Dynamic organ perfusion technology represents a significant advancement in graft preservation techniques and the transplant community must seek to continue to incorporate future developments to ensure the benefits of organ transplantation are maximized. Yet, there are also downsides to be considered, specifically to increase MP cost-effectiveness. In the present special issue, a hospital-based health technology assessment of MP in adult liver transplantation using standard cold storage as a comparator, and within the perspective of a national health system-based hospital practice and disease-related group reimbursement policy was presented (De Simone and Ghinolfi). Results showed that the choice of the most appropriate costing model and resource-use items are crucial and require broad consensus across the healthcare professionals involved in transplant programs. The decision on which types of cost to include depends on several key factors, such as the perspective to be adopted, the form of economic evaluation (e.g., cost-effectiveness versus cost utility versus cost opportunity), the quantitative importance of the type of cost, along the entire transplant continuum, whether the cost can be attributed to the intervention and the time horizon of the economic evaluation (perioperative versus early-term versus long-term versus life-long). Furthermore, there is also a non-uniform MP practice among experts in the field highlighting the need for more focused research (11).
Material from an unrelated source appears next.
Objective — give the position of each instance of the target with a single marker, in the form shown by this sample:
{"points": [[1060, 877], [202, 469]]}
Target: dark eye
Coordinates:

To this regard, it is worth mentioning that some techniques are not competitive, but rather complementary, such as abdominal normothermic regional perfusion preceding dual hypothermic oxygenated MP for controlled DCD liver transplantation. As highlighted in one of the included manuscripts (Patrono et al.), this combination allowed to achieve recipient outcomes comparable to livers retrieved from donors after brain death.

The encouraging results from DCD organs utilised after normothermic regional perfusion are also shown by the Edinburgh experience herein presented (Hunt et al.). Their implementation model overcame the barriers associated with the adoption of a new technique, leading to standard clinical practice via an iterative process of refinement, training, staffing and operative techniques. Using this approach, the authors achieved a four-fold increase in trained surgical staff and a six-fold increase in competent senior organ preservation practitioners in 12 months. The 61 DCD liver transplants undertaken exhibited no primary non-function or ischaemic cholangiopathy with up to 8 years of follow-up.

In conclusion, we hope this special issue will become a state of the art collection on the use of dynamic organ preservation. The possibility to inspect organ function and to limit the ischemic injury, its consequences in terms of primary or delayed graft function (Hunter et al.) and early dysfunction are key for the future of transplantation, to improve graft and patient survivals.